Avoir cyclic function when returning itself?

I try to achieve something like:

type rec func<'a, 'b, 'i> = ('i) => ('b, func<'a, 'b, 'i>)

But I got a cyclic error. I want this pattern cause the func fonction will change, and I want to call it from outside without worrying which func is.

The only workaround I found is to define the return fonction and using a variant, like this:

type rec funcReturn<'a, 'b, 'i> = | Test(('b, ('i) => funcReturn<'a, 'b, 'i>))

type func<'a, 'b, 'i> = ('i) => funcReturn<'a, 'b, 'i>

But I would like to not having to use a variant here… any idea ? Can I have a further explaination why it work with a “variant wrapper” but not without it ?

My understanding is that this is a limitation due to how ReScript distinguishes between “type aliases” and new types. A tuple type creates an alias: type rec t = (int, t) // ERROR: The type abbreviation t is cyclic. Here, the typechecker will try to expand t infinitely ((int, (int, (int, (int, ...) and fail. However, a variant is a new, unique type that can’t be expanded, so this is not an error: type rec t2 = A(int, t2).

(Someone else can probably explain it better than me. I mostly know this from reading this discussion. )

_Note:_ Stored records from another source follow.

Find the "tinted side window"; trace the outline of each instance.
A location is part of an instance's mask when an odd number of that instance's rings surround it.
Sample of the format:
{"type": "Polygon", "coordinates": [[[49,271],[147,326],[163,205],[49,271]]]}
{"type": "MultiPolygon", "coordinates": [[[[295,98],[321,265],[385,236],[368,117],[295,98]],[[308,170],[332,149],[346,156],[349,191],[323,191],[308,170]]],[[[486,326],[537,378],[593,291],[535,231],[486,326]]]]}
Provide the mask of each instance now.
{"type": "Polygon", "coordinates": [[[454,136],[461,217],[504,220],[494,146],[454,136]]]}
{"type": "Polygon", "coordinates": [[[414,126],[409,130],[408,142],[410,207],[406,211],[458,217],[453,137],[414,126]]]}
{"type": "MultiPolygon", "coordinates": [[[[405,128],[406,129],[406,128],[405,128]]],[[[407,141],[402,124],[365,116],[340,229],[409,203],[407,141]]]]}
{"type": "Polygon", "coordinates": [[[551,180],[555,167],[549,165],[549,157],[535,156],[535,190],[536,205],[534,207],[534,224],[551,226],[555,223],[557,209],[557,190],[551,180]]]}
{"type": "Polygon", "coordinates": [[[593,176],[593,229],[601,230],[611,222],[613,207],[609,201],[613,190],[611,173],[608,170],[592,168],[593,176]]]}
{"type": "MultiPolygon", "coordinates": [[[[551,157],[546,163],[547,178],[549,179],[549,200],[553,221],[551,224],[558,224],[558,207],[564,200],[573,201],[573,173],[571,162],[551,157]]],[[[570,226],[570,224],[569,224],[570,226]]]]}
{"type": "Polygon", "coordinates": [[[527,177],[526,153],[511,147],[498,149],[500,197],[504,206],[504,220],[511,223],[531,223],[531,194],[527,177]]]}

As for your specific code, one easier solution may be to use a record instead of a variant. (Records also create new types.) This compiles fine:

type rec func<'a, 'b, 'i> = 'i => funcReturn<'a, 'b, 'i>
and funcReturn<'a, 'b, 'i> = {b: 'b, f: func<'a, 'b, 'i>}
let rec f = i => {b: 1, f: f}

The difference here is mainly readability and personal preference. A variant with a single constructor is basically the same as using a tuple. You can construct and deconstruct it the same way: let Test(b, func) = func(1).


Thank’s for the clarification and the other way around !